Saenz de Santamaria oświadczyła wówczas, że Puigdemont ma czas do czwartku do godziny 10:00, by wrócić w granice hiszpańskiego prawa i odpowiedzieć "w jasny sposób", czy proklamował niepodległość Katalonii.

W referendum miażdżąca przewaga zwolenników niepodległości

Konflikt Barcelony z Madrytem jest rezultatem uznanego przez władze centralne za nielegalne referendum w Katalonii z 1 października: w plebiscycie wzięło udział około 2,28 mln ludzi (spośród 5,3 mln uprawnionych), a 90,18 procent głosujących opowiedziało się za niepodległością regionu.

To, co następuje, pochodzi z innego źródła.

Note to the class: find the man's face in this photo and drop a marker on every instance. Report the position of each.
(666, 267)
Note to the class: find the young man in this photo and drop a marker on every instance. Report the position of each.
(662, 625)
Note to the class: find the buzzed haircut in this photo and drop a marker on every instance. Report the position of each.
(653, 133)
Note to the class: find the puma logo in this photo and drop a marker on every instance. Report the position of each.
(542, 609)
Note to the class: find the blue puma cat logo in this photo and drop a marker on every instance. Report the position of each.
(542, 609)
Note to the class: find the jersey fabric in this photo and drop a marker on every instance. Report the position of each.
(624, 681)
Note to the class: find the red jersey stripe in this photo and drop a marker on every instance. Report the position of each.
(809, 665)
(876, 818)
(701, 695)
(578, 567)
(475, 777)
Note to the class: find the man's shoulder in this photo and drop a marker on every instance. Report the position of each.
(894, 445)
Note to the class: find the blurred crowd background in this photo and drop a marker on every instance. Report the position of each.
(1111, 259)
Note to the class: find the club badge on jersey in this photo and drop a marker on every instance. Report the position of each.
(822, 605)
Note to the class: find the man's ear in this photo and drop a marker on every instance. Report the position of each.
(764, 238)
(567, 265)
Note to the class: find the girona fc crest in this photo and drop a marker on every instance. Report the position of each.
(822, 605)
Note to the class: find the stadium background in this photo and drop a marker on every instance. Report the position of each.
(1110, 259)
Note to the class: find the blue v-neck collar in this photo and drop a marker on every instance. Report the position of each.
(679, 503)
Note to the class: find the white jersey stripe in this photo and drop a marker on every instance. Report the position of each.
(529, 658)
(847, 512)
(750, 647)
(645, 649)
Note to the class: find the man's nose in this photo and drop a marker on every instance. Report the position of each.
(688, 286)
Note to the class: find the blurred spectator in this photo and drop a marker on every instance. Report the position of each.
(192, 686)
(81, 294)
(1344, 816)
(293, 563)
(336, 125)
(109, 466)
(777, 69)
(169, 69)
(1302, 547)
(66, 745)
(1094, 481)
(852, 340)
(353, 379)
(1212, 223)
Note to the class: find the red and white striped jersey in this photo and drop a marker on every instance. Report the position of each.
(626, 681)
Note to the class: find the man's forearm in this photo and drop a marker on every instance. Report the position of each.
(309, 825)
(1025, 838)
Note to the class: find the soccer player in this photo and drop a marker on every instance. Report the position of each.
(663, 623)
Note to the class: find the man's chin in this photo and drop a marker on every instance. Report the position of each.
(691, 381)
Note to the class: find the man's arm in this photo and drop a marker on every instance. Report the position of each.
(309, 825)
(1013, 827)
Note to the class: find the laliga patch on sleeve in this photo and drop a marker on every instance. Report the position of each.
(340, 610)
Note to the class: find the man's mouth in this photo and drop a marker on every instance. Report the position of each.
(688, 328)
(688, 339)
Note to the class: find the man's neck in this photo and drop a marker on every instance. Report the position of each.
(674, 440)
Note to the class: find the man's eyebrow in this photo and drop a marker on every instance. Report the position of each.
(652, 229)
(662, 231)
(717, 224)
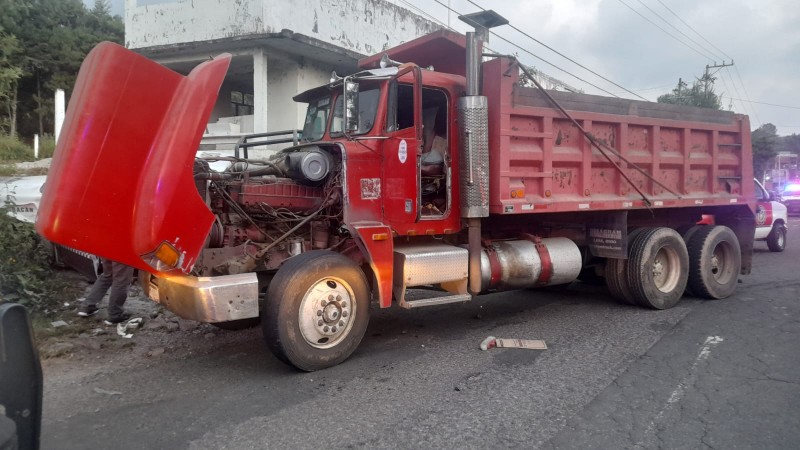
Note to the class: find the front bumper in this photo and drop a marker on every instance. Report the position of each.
(792, 205)
(205, 299)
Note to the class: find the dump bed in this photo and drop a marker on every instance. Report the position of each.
(541, 162)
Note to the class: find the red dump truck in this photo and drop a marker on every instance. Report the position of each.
(454, 177)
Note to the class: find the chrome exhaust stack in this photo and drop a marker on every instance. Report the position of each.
(473, 120)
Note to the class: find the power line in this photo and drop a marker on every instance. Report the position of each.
(536, 56)
(747, 96)
(665, 31)
(695, 31)
(765, 103)
(733, 81)
(702, 47)
(562, 55)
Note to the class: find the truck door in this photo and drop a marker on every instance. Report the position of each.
(402, 150)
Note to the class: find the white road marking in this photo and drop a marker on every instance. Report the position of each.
(687, 381)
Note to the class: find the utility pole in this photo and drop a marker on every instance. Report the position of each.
(707, 76)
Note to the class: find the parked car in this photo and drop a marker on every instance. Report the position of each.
(790, 197)
(771, 218)
(22, 195)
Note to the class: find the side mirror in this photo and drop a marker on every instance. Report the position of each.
(351, 106)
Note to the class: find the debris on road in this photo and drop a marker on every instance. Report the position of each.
(158, 351)
(132, 324)
(103, 391)
(530, 344)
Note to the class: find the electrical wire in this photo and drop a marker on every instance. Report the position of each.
(665, 31)
(765, 103)
(747, 96)
(695, 31)
(702, 47)
(562, 55)
(733, 81)
(536, 56)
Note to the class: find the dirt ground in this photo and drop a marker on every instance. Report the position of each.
(78, 346)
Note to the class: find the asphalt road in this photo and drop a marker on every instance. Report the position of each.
(717, 374)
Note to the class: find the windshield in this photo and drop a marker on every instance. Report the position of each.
(316, 119)
(367, 107)
(793, 189)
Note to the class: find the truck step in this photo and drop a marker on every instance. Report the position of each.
(457, 298)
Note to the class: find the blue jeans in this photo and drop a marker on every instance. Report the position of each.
(116, 276)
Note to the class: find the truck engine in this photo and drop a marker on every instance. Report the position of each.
(269, 210)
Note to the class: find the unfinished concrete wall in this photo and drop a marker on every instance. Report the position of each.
(363, 26)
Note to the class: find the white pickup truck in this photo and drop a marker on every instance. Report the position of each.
(771, 219)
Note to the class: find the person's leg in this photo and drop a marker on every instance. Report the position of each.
(99, 288)
(123, 276)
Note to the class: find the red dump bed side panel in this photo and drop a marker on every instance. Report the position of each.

10 października Puigdemont ogłosił w katalońskim parlamencie, że przyjmuje mandat obywateli do ogłoszenia niepodległości, ale jednocześnie wezwał katalońskich deputowanych do odroczenia secesji o kilka tygodni, by umożliwić negocjacje z rządem w Madrycie. Następnie Puigdemont podpisał deklarację niepodległości wzywającą inne państwa do uznania "republiki Katalonii".

W reakcji na te wydarzenia rząd centralny dał Puigdemontowi czas do poniedziałku 16 października, by wyjaśnił, czy w swym wystąpieniu ogłosił niepodległość regionu. W wezwaniu napisano, że jeśli Puigdemont potwierdzi secesję lub jeśli nie odpowie władzom centralnym, to dostanie kolejne trzy dni - do czwartku 19 października do godziny 10:00 - na skorygowanie swego stanowiska. W przeciwnym razie uruchomiony miałby zostać artykuł 155 hiszpańskiej konstytucji, który umożliwia zawieszenie autonomii Katalonii.